Outra nomeação na mesma linha é a de Betsy DeVos, que tem feito uma cruzada pelo aumento do peso das escolas privadas no sector educativo, em detrimento da escola pública. Durante anos foi o rosto dos lobbies que lutaram, unha e dente, contra o ensino público. Como é lógico, foi confirmada perante o Senado como a nova secretária da Educação. Na sua audição perante os senadores, DeVos não afastou a possibilidade de retirar fundos à educação pública, seguindo uma linha que já defendia enquanto lobista.

Talvez a escolha mais polémica de Trump seja Jeff Sessions, um ex-senador do Alabama que tem demonstrado ao longo dos anos uma posição contra a igualdade de direitos dos homossexuais, e que falhou uma nomeação para juiz de um tribunal de instância intermédia por se suspeitar das suas visões raciais. Sessions demonstrou, várias vezes, uma visão tolerante acerca do Ku Klux Klan. Além disso, apelidou de contrárias aos valores americanos, e comunistas, organizações que lutaram pelos direitos civis dos afro-americanos como a NAACP e ACLU. O político do Alabama, notoriamente anti-imigração, será o homem escolhido para a pasta da Justiça. Terá em mãos a defesa dos direitos e garantias de norte-americanos de todas as cores.

Corrida às armas

Apesar de ter a maior força militar do mundo, com um orçamento que supera todos as outras forças armadas juntas, durante a campanha Trump não parou de declarar que os Estados Unidos têm o sector da defesa em declínio. Do outro lado do espectro, a segunda maior economia, com o segundo maior exército, tem vindo a reforçar o investimento na defesa. Ainda assim, o orçamento chinês afecto às forças militares em 2015 era quase um terço do norte-americano. Mas com a aproximação de Trump a Taiwan e, mais recentemente, com as declarações de Rex Tillerson a tomar partido na disputa das Ilhas Diaoyu, tudo aponta para que a China acelere o reforço das suas capacidades militares. Ouvido pelo South China Morning Post, Shi Yinhong, director do Centro de Estudos Americanos em Pequim, previu que “a corrida ao armamento irá aumentar com Trump na Casa Branca”.

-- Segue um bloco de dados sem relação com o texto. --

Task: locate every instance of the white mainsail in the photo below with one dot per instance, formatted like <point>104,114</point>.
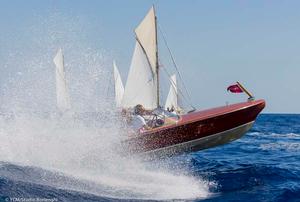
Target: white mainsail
<point>142,82</point>
<point>141,85</point>
<point>172,99</point>
<point>62,95</point>
<point>119,88</point>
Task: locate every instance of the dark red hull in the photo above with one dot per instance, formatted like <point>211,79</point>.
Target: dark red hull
<point>199,130</point>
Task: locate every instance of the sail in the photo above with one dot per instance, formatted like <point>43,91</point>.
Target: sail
<point>172,99</point>
<point>141,85</point>
<point>146,35</point>
<point>119,88</point>
<point>62,96</point>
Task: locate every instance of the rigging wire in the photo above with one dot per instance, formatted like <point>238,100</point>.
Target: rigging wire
<point>175,65</point>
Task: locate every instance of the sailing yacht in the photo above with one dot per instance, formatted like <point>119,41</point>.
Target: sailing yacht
<point>187,132</point>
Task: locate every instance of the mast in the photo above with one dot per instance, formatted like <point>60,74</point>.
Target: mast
<point>156,65</point>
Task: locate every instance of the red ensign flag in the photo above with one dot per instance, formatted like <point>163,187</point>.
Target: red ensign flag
<point>235,88</point>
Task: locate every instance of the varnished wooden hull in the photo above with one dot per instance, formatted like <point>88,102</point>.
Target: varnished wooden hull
<point>198,130</point>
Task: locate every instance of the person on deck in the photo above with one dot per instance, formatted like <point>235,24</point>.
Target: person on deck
<point>138,122</point>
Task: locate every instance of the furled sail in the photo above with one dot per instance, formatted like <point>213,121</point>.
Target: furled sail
<point>142,82</point>
<point>172,99</point>
<point>119,88</point>
<point>62,95</point>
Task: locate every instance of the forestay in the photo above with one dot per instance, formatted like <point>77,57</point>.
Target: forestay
<point>172,99</point>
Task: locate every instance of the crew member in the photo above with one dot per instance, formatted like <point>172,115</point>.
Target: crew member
<point>138,122</point>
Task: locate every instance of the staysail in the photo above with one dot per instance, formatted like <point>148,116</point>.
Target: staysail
<point>119,88</point>
<point>172,99</point>
<point>62,95</point>
<point>142,82</point>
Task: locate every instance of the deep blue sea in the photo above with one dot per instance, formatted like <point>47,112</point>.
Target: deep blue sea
<point>264,165</point>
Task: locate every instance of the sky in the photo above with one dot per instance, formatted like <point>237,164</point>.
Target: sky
<point>215,43</point>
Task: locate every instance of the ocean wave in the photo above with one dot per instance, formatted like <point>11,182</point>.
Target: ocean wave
<point>288,146</point>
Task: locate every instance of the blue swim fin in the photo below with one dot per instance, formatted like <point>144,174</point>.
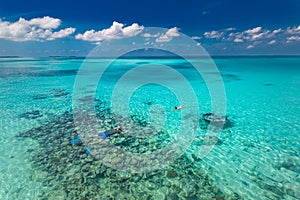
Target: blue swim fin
<point>88,149</point>
<point>75,140</point>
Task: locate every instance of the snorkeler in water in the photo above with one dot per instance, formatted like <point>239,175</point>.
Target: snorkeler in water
<point>179,107</point>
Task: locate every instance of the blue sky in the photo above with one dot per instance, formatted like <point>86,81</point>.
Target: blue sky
<point>222,27</point>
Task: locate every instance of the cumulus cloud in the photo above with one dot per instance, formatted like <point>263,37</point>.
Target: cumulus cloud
<point>116,31</point>
<point>168,36</point>
<point>293,30</point>
<point>293,38</point>
<point>148,35</point>
<point>272,42</point>
<point>254,30</point>
<point>196,37</point>
<point>36,29</point>
<point>256,35</point>
<point>238,40</point>
<point>214,34</point>
<point>62,33</point>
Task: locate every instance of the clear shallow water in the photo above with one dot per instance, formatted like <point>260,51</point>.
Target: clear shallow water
<point>256,157</point>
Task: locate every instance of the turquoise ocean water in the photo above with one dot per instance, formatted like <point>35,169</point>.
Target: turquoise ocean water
<point>256,157</point>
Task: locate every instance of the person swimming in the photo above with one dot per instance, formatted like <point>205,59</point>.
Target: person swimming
<point>179,107</point>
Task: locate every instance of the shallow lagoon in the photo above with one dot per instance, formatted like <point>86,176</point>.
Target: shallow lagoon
<point>257,156</point>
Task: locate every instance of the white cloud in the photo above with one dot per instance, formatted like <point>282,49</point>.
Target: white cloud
<point>168,36</point>
<point>148,35</point>
<point>254,30</point>
<point>293,30</point>
<point>62,33</point>
<point>293,38</point>
<point>277,31</point>
<point>238,40</point>
<point>230,29</point>
<point>272,42</point>
<point>36,29</point>
<point>257,34</point>
<point>214,34</point>
<point>45,22</point>
<point>196,37</point>
<point>116,31</point>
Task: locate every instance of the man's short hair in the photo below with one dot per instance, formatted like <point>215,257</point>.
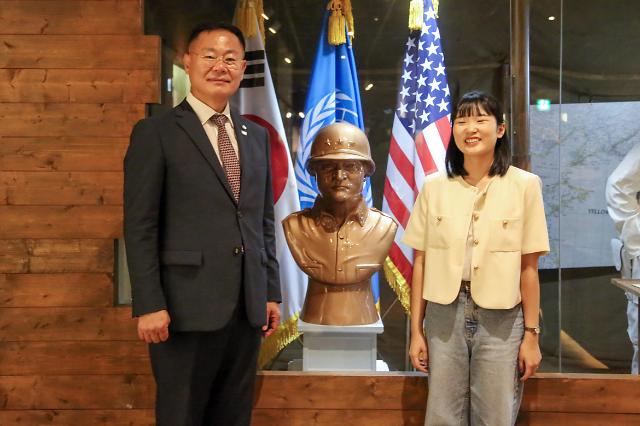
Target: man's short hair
<point>205,27</point>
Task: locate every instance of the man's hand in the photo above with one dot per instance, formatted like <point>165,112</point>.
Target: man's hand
<point>154,327</point>
<point>273,318</point>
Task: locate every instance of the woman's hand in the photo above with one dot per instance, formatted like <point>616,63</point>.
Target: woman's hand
<point>529,356</point>
<point>419,352</point>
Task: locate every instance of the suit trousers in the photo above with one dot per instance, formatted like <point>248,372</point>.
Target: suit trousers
<point>207,378</point>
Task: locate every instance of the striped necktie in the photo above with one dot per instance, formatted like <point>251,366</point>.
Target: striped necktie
<point>227,154</point>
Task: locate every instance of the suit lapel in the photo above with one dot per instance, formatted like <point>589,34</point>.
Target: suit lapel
<point>246,148</point>
<point>188,120</point>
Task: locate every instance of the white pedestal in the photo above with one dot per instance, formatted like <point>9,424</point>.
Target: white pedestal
<point>339,348</point>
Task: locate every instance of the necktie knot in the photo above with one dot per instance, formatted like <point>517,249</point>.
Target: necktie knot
<point>219,119</point>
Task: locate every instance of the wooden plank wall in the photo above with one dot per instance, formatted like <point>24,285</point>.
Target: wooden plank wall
<point>75,76</point>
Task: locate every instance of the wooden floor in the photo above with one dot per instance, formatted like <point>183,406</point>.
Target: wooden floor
<point>301,399</point>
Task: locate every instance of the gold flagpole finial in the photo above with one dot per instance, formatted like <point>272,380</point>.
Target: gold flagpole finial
<point>416,9</point>
<point>341,15</point>
<point>248,14</point>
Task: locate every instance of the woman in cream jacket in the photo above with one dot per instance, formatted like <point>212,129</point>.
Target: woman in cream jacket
<point>478,231</point>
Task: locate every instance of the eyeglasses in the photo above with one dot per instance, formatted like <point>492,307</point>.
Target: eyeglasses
<point>228,61</point>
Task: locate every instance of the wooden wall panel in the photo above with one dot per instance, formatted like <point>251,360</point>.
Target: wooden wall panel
<point>62,392</point>
<point>305,417</point>
<point>74,358</point>
<point>80,52</point>
<point>312,390</point>
<point>99,120</point>
<point>583,394</point>
<point>56,255</point>
<point>61,188</point>
<point>58,324</point>
<point>56,290</point>
<point>79,86</point>
<point>61,222</point>
<point>74,78</point>
<point>290,405</point>
<point>78,417</point>
<point>62,153</point>
<point>70,17</point>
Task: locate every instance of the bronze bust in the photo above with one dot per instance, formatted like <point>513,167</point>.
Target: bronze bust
<point>340,242</point>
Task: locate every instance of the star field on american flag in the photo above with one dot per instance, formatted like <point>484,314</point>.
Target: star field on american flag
<point>419,138</point>
<point>424,93</point>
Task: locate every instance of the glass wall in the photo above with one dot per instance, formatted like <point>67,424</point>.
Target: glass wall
<point>578,141</point>
<point>584,84</point>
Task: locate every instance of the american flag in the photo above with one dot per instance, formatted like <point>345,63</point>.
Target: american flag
<point>420,135</point>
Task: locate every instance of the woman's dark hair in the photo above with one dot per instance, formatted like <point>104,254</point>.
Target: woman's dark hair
<point>205,27</point>
<point>472,103</point>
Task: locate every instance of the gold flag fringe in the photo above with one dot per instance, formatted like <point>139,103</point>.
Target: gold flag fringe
<point>248,13</point>
<point>416,9</point>
<point>341,16</point>
<point>398,284</point>
<point>286,333</point>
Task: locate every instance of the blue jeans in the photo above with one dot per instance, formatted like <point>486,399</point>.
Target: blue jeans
<point>473,363</point>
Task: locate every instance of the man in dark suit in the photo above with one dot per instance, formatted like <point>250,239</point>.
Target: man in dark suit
<point>200,240</point>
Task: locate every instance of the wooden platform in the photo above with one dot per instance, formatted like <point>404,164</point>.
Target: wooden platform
<point>297,399</point>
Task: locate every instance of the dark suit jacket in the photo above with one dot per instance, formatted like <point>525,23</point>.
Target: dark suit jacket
<point>190,246</point>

Entretanto, o Presidente que hoje toma posse prometeu expandir a frota da marinha americana de 272 navios para 350, incluindo a construção de mais três porta-aviões. Este é o maior investimento que se tem visto no ramo das últimas décadas.

Por outro lado, a marinha chinesa tem vindo a crescer a um ritmo avassalador desde 2013, com cerca de 20 embarcações de grande porte construídas anualmente. É expectável que a segunda maior força militar passe a ter o seu segundo porta-aviões, desta vez made in China. De acordo uma projecção do Centro de Análises Navais, um think-tank americano, até 2020 Pequim terá uma força naval com 279 navios.

Entretanto, os Estados Unidos assinaram um acordo com a Austrália para estacionar os seus caças F-22, os aviões de guerra mais avançados do momento, no norte do país. Esta é a resposta directa àquilo que a nova Administração considera como a postura agressiva de Pequim no Mar do Sul da China.

É também mais do que sabido que Donald Trump pretende reforçar a Força Aérea, apesar de ter reclamado que a Lockheed Martin tem derrapado nos orçamentos de construção dos novos F-35.

Em contrapartida, a China tem dois caças de última geração em construção doméstica. O Chengdu J-20, que entrou ao serviço no ano passado, e o Shenyang J/FC-31, que fez a sua primeira aparição pública num espectáculo aéreo em 2014.

O reforço das capacidades militares é uma prioridade de Pequim, mas de uma forma faseada, constrita. As autoridades chinesas não querem exagerar em gastos com as forças armadas, de forma a evitar o abismo orçamental em que caiu a União Soviética, e que viria a culminar no seu colapso.

Resta saber quem vai cair nesta luta titânica. Para já, Trump é uma realidade incontornável num xadrez mundial que se reorienta de dia para dia. Uma realidade que começa hoje.